I have to a bunch of strings.
"Project1 - Notepad"
"Project2 - Notepad"
"Project3 - Notepad"
"Untitled - Notepad"
"HeyHo - Notepad"
And I have a string containing a wild card.
"* - Notepad"
I would need that if I compare any of these strings with the one containing the wildcard it returns true. (With Regex.IsMatch()
or something like that..)
I don't usually asks for answers like that but I just can't find what I need. Could someone just point me out in the right direction ?
The wildcard *
is equivalent to the Regex pattern ".*"
(greedy) or ".*?"
(not-greedy), so you'll want to perform a string.Replace()
:
string pattern = Regex.Escape(inputPattern).Replace("\\*", ".*?");
Note the Regex.Escape(inputPattern)
at the beginning. Since inputPattern
may contain special characters used by Regex, you need to properly escape those characters. If you don't, your pattern would explode.
Regex.IsMatch(input, ".NET"); // may match ".NET", "aNET", "FNET", "7NET" and many more
As a result, the wildcard *
is escaped to \\*
, which is why we replace the escaped wildcard rather than just the wildcard itself.
you can do either:
Regex.IsMatch(input, pattern);
or
var regex = new Regex(pattern);
regex.IsMatch(input);
The difference is in how much the pattern will try to match.
Consider the following string: "hello (x+1)(x-1) world"
. You want to match the opening bracket (
and the closing bracket )
as well as anything in-between.
Greedy would match only "(x+1)(x-1)"
and nothing else. It basically matches the longest substring it can find.
Not-greedy would match "(x+1)"
and "(x-1)"
and nothing else. In other words: the shortest substrings possible.
@MaximZabolotskikh asked about the possibility of escaping the wildcard character, so that "Hello \* World"
would literally match "Hello * World"
.
To do this would require multiple substitutions.
Escape the regex.
Substitute any occurrence of \\\\
(double backslash) with the escape character \x1b
. This allows us to identify backslashes that were in the original input.
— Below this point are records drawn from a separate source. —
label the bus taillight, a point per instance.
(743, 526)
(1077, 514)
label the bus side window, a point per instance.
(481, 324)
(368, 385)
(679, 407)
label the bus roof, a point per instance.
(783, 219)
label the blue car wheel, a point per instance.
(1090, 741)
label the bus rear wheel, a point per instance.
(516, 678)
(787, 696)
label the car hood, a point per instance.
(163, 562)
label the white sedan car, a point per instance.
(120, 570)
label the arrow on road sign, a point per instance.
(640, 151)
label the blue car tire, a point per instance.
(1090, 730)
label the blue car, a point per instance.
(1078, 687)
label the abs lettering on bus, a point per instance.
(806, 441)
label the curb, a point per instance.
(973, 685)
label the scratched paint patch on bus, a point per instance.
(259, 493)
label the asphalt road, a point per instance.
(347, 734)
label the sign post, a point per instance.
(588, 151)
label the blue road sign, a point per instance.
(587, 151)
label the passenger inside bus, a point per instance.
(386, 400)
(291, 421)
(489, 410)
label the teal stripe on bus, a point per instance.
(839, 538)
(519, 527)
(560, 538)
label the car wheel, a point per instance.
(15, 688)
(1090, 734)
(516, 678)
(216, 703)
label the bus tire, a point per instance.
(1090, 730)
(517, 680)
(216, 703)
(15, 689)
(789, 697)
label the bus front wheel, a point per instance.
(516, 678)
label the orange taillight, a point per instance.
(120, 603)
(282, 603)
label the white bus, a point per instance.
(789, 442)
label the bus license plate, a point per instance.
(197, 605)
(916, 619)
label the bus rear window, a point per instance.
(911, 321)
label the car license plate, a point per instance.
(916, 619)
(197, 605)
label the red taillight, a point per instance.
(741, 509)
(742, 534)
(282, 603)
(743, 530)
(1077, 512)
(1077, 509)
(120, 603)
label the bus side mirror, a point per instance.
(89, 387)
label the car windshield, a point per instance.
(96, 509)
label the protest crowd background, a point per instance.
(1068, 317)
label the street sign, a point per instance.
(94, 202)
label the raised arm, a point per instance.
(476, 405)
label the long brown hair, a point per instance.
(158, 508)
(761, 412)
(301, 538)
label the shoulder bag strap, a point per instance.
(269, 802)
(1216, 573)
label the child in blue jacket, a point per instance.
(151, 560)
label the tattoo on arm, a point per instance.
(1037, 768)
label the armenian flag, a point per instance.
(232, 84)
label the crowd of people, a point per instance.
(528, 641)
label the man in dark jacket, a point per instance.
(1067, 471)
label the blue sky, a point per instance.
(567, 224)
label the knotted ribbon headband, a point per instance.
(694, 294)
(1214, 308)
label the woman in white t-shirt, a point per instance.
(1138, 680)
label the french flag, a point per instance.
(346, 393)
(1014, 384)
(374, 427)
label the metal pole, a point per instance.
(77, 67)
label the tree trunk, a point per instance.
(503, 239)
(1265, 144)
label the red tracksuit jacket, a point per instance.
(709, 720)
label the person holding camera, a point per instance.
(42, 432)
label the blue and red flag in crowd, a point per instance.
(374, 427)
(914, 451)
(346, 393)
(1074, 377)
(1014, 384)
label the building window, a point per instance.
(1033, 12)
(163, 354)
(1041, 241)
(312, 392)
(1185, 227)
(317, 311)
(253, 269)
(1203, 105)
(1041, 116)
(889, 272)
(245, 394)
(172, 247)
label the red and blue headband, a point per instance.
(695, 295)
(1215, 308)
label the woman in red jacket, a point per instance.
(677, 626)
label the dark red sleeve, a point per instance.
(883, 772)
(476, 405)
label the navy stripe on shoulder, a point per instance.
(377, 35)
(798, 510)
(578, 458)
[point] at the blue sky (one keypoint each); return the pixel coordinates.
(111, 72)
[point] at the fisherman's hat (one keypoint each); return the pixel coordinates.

Substitute any occurrence of \x1b\x1b
with \\\\
. This allows matching a literal \
by using \\
.
Use the negative lookbehind pattern (?<!\x1b)\\\*
to substitute *
with the wildcard pattern (either .*
or .*?
) but only if it isn't preceded by a backslash. This will insert the wildcard pattern in "Hello * World"
and "Hello \\* World"
, but not in Hello \* World
. We need to match \\\*
because *
is changed to \*
after escaping, so we're actually matching a literal \
(using \\
) and a literal *
(using \*
).
Any escaped *
will now be \x1b\\*
, which will eventually be substituted to \\\\*
, but we actually want it to be \\*
instead so we can match a literal *
later on. Therefore, substitute \x1b\\*
with \\*
.
Finally, substitute all \x1b
back to \\
.
Here's an example (I am using @""
here to avoid typing double backslashes):
string pattern = Regex.Escape(inputPattern);
pattern = pattern.Replace(@"\\", "\x1b");
pattern = pattern.Replace("\x1b\x1b", @"\\");
pattern = Regex.Replace(pattern, @"(?<!\x1b)\\\*", ".*?");
pattern = pattern.Replace("\x1b\\*", @"\*");
pattern = pattern.Replace('\x1b', '\\');